Up to 800,000 gallons per day can be diverted from the older plant, which can currently handle 6.83 million gallons per day and is growing to 10 million, thanks to the expansion at WWTP2, off U.S. 1 in the northwest corner of the city (where the tragic fuel dump would have been). Utility officials informed the county in 2020 that the newer facility would be used to reroute flows from the Pine Lakes area. Stormwater surges can also be accommodated by it.

WWT2 creates recycled or reused water that is used on lawns throughout the city. Mike Baldwin, the principal operator of the newer plant, says Hammock Beach Resort is one of the city’s larger reuse clients. He showed the train of tanks that filter effluents from their raw state when they first enter the plant to the processed product, with live bugs performing a large portion of the treatment along the way, to a small group of persons who were touring the new infrastructure. Two 400,000-gallon equalization tanks, which are part of the new building, are particularly helpful when processing massive stormwater flows during storm surge events.

The majority of the extension is represented by a train of wastewater tanks that is about two stories high and the size of a football field, which casts a shadow over the ribbon-cutting. According to Baldwin, one of the new construction’s features is its smaller footprint; it uses less room to achieve more, and it’s no coincidence that it does it with surprisingly few smells.

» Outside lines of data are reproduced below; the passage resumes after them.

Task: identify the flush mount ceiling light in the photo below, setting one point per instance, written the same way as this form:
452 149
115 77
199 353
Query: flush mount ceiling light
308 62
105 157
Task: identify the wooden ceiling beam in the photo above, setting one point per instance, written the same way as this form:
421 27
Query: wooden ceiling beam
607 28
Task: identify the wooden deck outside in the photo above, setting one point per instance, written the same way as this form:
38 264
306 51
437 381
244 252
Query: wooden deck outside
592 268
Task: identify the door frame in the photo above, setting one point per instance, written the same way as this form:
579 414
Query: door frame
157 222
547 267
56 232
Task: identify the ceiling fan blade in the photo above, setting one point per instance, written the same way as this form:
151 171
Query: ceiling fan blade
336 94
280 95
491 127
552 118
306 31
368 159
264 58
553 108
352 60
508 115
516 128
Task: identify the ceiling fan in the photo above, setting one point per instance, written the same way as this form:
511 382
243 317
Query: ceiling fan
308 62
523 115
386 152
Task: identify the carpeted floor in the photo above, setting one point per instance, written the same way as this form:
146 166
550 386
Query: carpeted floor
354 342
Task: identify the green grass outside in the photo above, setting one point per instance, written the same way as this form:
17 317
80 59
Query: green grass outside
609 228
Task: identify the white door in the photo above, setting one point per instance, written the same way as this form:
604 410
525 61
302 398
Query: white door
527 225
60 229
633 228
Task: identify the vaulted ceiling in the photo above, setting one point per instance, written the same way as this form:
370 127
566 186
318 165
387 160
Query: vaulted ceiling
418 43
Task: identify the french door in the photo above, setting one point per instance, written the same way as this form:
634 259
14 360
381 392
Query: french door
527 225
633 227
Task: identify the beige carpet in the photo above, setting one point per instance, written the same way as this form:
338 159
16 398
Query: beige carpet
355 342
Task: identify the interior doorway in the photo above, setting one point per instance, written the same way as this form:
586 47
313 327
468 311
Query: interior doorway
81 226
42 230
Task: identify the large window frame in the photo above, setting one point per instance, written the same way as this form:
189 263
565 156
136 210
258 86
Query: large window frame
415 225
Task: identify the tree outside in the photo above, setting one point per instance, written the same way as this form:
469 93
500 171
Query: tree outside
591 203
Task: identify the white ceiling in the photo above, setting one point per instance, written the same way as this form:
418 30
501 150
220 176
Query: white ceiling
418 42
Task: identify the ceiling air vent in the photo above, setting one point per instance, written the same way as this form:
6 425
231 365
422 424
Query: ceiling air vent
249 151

Baldwin described the latest, more sophisticated wastewater treatment technology, which employs a membrane-treatment procedure. Before the flows are treated, they pass over a membrane that removes the majority of the debris. Any extra water that isn’t used on lawns can be released into wetlands as long as the AWT criterion is met.

The legislature gave Palm Coast $5 million for its wastewater project this spring, which includes half of that amount for a new equalization (or holding) tank in addition to the infrastructure at WWTP2, despite the city’s hundreds of millions of dollars in water and sewer infrastructure needs.

According to Roussell, today is about more than simply concrete and pipes. It has to do with planning and getting ready for the future. This is what we’re doing here: getting ready for the future for families, businesses, and the communities that have developed alongside us. Resilient systems that sustain our everyday lives and safeguard the environment we all share are becoming more and more necessary as our population grows.

It was the first appearance of recently appointed Community Development Director John Zober. It’s excellent since we want to maintain infrastructure ahead of need. It greatly simplifies our work. He said, “You don’t want to be chasing capacity.”